パウロたちがヨーロッパ伝道をしている時、福音を受け入れる人もいれば、拒絶して迫害する人も出てきました。同じ聖書を読んでいても、正反対の行動があらわれたのです。もしかしたらこの違いは、聖書の読み方、その姿勢にあるのかもしれません。ある町の人々は、素直に熱心に聖書を調べていました。神様の正しさを求め、今の自分に何が語られているのかを、聖書から聞いていったのです。また別の町の人々は、今までの価値観を絶対化してしまったのでしょう。自分の正しさを後押しするものとして、聖書を引用することも可能なのです。つまり、神様を中心に自分が近づいていくのか、自分を中心に神様を合わせようとするのか、僅かなようで大きな違いがあります。今も生きておられる神様にたえず聞いてまいりましょう。
音声メッセージ
ヨハネによる福音書 12 章 20-36 節前半
一粒の麦は、地に落ちて死ななければ、一粒のままである。だが、死ねば、多くの実を結ぶ。
一年の始まり、地震と事故の悲しいニュースが届きました。主の憐みと慰めをお祈りいたします。命が失われてしまうことは、身近な人にとって絶望的な出来事かもしれません。しかし、イエス・キリストは死を越えた希望を語ります。
イエスは権力者らから目を付けられ、命が脅かされていました。もしかしたら他の地域に逃れることで、十字架にかけられずに済んだのかもしれません。しかし、神様の栄光が現わされる時が来たと言うのです。

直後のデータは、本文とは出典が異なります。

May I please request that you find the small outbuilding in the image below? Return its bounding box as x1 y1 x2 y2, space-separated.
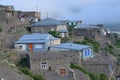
14 33 60 52
50 43 93 61
30 18 68 37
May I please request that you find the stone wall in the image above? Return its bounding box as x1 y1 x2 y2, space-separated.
73 28 102 40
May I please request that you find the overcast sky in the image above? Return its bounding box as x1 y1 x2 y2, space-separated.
0 0 120 23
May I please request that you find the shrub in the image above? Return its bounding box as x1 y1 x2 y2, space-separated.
19 67 32 76
49 31 61 38
33 74 44 80
70 63 108 80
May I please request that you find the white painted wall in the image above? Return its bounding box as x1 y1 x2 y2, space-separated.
15 44 26 51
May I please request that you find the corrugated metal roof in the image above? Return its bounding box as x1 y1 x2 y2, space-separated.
59 29 68 32
51 43 90 50
31 18 65 27
15 33 58 43
75 24 100 28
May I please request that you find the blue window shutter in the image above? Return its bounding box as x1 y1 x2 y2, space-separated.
88 49 90 56
85 50 87 56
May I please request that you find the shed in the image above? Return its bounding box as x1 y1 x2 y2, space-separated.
15 33 60 52
30 18 68 37
50 43 93 60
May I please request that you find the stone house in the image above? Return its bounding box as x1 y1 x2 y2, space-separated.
73 24 106 40
30 18 68 37
0 5 41 23
82 54 117 80
50 43 93 61
0 5 14 18
14 33 60 52
18 11 41 23
29 52 70 76
62 20 82 28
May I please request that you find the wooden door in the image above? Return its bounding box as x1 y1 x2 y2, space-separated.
60 69 66 76
28 43 33 51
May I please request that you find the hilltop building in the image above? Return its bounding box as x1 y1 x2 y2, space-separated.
15 33 60 52
30 18 68 37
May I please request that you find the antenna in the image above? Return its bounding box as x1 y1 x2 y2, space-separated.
46 12 48 18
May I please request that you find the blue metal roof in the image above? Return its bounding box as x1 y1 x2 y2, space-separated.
59 29 68 33
31 18 65 27
51 43 90 50
75 24 100 28
15 33 58 43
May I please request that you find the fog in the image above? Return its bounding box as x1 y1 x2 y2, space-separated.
0 0 120 24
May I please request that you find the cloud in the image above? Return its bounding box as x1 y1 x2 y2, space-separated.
0 0 120 23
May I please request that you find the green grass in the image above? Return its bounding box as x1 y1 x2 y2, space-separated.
74 38 100 52
70 64 108 80
16 58 44 80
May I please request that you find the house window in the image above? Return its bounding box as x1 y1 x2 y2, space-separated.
51 28 55 31
35 44 42 48
88 49 90 56
85 50 88 56
117 78 120 80
73 22 76 25
40 62 48 69
69 22 72 26
18 45 22 49
35 28 39 32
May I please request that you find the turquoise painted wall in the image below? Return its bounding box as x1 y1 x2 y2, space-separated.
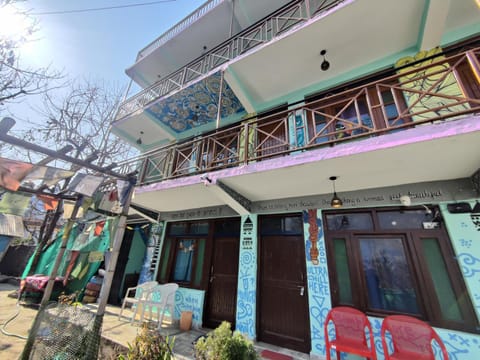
173 288 205 329
303 205 480 360
235 215 257 339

作物でも種を植える時があり、実りを収穫する時があります。イエスの命という種が、地に落ちて墓に葬られるからこそ、新たな命に芽吹く時がやってきます。十字架の死を通らなければ、復活の命は与えられないのです。その時、一粒の種は繋ぎ合わされた多くの命と共に、収穫の恵みにあずかるようになるのです。植物には光が必要です。主の栄光が、太陽の光のように、命を育み成長させてくださいます。だからこそ、光あるうちに光を受け取り、生かされていこうではありませんか。新たな時代がイエスによって始まりました。この福音が私たち一人一人に届けられているのです。
音声メッセージ
使徒言行録 16章16-40節
パウロは大声で叫んだ。「自害してはいけない。わたしたちは皆ここにいる。」
「自由」とは辞書によると、①心のままであること、②責任をもって何かをすることに束縛や強制などないこと、とあります。普段の生活でも「~しなければならない」と思い込んだり、誰かに押し付けたりする時、私たちは自由ではないのでしょう。

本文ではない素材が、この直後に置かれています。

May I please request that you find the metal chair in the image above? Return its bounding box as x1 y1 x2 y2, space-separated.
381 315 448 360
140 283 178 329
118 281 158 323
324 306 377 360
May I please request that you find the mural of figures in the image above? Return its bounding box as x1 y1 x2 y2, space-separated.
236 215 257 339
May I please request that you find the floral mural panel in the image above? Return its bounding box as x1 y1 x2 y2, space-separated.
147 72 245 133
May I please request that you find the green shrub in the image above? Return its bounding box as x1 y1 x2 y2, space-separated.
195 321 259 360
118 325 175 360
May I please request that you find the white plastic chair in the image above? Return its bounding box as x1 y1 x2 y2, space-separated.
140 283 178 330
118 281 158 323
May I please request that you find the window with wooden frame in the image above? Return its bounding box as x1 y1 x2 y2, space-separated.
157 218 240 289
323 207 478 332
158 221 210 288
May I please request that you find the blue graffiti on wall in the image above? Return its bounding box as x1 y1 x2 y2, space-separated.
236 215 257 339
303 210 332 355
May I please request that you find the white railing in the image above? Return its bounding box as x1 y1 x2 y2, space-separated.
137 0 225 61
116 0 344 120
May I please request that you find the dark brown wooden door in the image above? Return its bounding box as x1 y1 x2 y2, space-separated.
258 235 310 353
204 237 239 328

パウロたちは、占いの霊に取りつかれた女奴隷に対して、イエスの名によって解き放ち、自由な心を取り戻されました。しかしこの出来事は、占いによって利益を得ていた主人らの怒りを買うこととなり、ムチ打たれ牢屋に入れられてしまいます。真夜中頃、パウロたちが賛美し祈りをささげていると、大地震によって鎖は解かれ扉は開かれました。しかし彼らは、脱獄せずにその場に留まり続けたのです。もしも逃げていたならば看守の命は失われていました。牢屋に囚われていても、パウロたちには自由があったのです。そしてこの自由な選択によって、失われかけていた一つの命が救われ、家族の救いに繋がっていったのです。新しい一年も、主が与えて下さった自由を生きてまいりましょう。